Well, normally for an arithmetic or range coder, the cost per occurrence of a symbol is -log(Probability/SumOfProbabilities)/log(2).  As probability decreases, the bit usage declines rapidly at first and then slower.  Through some math, this can be simplified into smaller calculations, but there's one thing that's weird about FSE: The reduction of bit cost seems linear, doesn't it?  Maybe the bit usage is just approximately-logarithmic but not actually?  Close enough?

Suppose the successor state for a symbol is uniformly random (and they do behave pretty randomly).  Have a look at the table above.  If you bump the slot usage for a symbol by 1, the effect is to split one of those 5-bit ranges into two 4-bit ranges, but those 4-bit ranges cover the same range of successor states, so really that fraction of the successor state ranges was reduced by 1 bit in cost.  The problem is that all of those 5-bit ranges are the same size, so each time you add 1 slot, it keeps reducing the bits-per-symbol by the same amount, not an amount that's changing according to a logarithm curve.  It continues doing this until it hits a power of 2, at which point it has to start splitting 4-bit ranges into 3-bit ranges.
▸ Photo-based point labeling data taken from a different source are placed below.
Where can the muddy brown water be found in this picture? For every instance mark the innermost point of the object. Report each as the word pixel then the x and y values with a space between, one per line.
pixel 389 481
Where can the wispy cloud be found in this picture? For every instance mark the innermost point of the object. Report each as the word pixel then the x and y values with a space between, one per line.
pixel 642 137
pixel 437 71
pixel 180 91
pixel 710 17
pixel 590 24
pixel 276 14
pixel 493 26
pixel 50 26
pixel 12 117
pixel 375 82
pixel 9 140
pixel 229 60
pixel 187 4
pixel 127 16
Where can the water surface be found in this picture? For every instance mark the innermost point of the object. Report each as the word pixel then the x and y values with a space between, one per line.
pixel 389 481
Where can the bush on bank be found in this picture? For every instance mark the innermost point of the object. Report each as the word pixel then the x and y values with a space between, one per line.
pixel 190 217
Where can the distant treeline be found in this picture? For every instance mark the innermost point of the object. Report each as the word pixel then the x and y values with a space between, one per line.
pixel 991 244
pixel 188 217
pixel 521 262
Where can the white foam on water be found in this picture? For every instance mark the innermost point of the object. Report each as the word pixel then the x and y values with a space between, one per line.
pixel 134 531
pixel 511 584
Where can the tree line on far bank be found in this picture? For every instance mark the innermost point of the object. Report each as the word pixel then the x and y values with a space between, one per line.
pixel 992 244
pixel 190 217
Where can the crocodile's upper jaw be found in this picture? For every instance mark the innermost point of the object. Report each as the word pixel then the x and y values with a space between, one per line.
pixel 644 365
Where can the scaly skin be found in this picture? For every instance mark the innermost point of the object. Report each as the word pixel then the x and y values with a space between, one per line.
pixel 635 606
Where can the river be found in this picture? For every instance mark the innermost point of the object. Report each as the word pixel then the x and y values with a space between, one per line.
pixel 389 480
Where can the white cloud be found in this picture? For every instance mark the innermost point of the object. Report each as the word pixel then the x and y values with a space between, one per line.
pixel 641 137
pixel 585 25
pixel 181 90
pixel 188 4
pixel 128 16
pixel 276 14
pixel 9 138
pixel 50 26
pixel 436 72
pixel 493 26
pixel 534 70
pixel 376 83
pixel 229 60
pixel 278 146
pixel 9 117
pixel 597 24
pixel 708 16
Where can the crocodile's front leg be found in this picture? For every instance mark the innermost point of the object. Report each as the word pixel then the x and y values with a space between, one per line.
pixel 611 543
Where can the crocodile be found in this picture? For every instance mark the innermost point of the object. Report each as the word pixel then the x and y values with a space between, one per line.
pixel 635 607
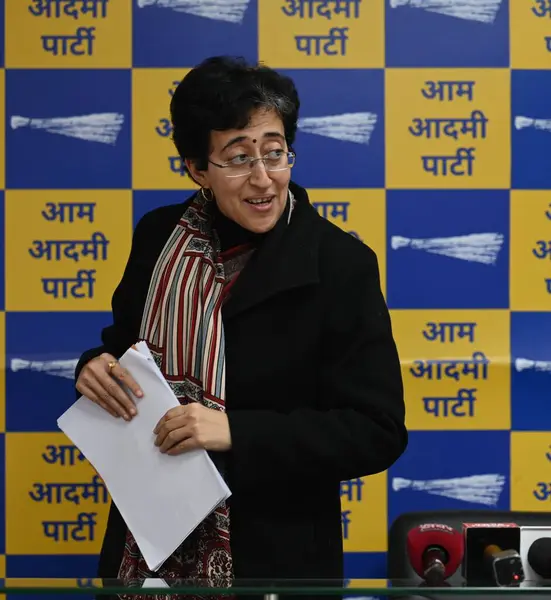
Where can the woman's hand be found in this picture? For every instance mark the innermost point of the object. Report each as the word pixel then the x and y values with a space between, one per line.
pixel 100 383
pixel 193 426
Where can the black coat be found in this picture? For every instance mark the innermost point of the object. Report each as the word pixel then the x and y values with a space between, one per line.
pixel 314 390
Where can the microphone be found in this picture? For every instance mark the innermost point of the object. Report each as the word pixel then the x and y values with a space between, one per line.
pixel 435 551
pixel 535 552
pixel 506 565
pixel 539 557
pixel 492 554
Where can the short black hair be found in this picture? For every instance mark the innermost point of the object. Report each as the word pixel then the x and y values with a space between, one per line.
pixel 221 93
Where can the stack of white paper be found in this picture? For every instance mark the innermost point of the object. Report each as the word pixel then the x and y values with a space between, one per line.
pixel 162 498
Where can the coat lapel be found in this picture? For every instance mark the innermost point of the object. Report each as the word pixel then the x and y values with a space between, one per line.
pixel 286 259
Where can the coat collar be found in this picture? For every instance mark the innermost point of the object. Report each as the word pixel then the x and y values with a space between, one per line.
pixel 286 259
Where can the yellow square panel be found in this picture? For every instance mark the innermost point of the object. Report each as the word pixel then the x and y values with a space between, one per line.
pixel 530 283
pixel 156 164
pixel 57 35
pixel 308 34
pixel 456 368
pixel 55 505
pixel 72 246
pixel 360 212
pixel 448 128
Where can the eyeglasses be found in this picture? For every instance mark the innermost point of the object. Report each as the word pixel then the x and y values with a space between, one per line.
pixel 241 165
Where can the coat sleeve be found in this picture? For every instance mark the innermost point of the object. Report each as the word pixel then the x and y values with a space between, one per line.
pixel 360 428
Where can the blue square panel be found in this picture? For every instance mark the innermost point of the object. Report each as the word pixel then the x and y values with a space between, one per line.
pixel 80 570
pixel 446 470
pixel 176 33
pixel 42 350
pixel 447 33
pixel 531 135
pixel 2 252
pixel 146 201
pixel 2 495
pixel 448 249
pixel 68 129
pixel 340 140
pixel 530 371
pixel 2 19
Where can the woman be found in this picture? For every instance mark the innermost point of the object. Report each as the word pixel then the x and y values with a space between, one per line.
pixel 269 324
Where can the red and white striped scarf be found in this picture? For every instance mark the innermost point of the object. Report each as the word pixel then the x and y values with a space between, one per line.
pixel 182 325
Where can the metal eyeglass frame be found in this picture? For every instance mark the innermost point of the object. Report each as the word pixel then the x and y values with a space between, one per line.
pixel 253 161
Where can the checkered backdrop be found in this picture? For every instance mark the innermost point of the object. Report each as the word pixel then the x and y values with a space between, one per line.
pixel 425 131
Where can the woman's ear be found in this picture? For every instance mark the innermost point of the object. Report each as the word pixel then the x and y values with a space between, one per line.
pixel 200 177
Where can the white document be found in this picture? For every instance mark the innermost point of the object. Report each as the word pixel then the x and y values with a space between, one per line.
pixel 162 498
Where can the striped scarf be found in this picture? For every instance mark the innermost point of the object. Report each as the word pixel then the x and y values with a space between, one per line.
pixel 182 325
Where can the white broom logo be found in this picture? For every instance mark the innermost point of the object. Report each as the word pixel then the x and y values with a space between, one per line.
pixel 476 489
pixel 347 127
pixel 231 11
pixel 102 128
pixel 56 368
pixel 524 364
pixel 476 247
pixel 482 11
pixel 527 122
But that means the ideal slot to bump the probability of is the same until it hits a power-of-2 usage, resulting in a table that contains only power-of-2 values except for at most one probability - and all of those powers of 2 have integral bit usage, which is just Huffman.

This seemed very problematic so I had to run a few tests, and the answer was that FSE doesn't have this problem because given uniform successor states, FSE will produce predecessor states that are disproportionately lower values.  (This is why the less-than-one distribution works in the first place.)  It's somewhat easy to see why: Lower-numbered states take up more numeric range.

Doing baseline distribution before scattering breaks that assumption though, and it makes the predecessor states uniformly distributed.


Some further tests confirmed my suspicions: If you use a properly-scaled probability distribution with cell properties determined before scattering, then the result is worse than Huffman.  It's only better than Huffman if the cell properties are determined AFTER scattering.

That means that in order to do this right, it was necessary to sort the entries, which I don't think there is any particularly good algorithm for.

But tests showed it was only a small amount of overhead?

Yeah, but Huffman is only a small amount of overhead too.  FSE and arithmetic coding make it possible to get fractional bit usage, but the benefit of that depends a lot on the distribution of values.  The fewer bits used by the most-probable symbols, the more likely it is to help, because a fractional bit of accuracy is a bigger portion of the values being encoded.


The silver lining

Ultimately, this realization is pretty lethal to using FSE on GPU, since the remaining options for table construction are quite bad, and the table is a problem in the first place.

The good news is that rANS should still work.  In fact, the way GDEFLATE decodes Huffman codes is by using binary search within a vector register, and rANS symbol lookup would work the same way.

So, Gstd isn't dead yet (it will be dead if it turns out that the larger blocks are due to format inefficiencies instead of libdeflate being really good), but it will not be using FSE, and I think the work of getting FSE to work on GPU compute was unfortunately wasted.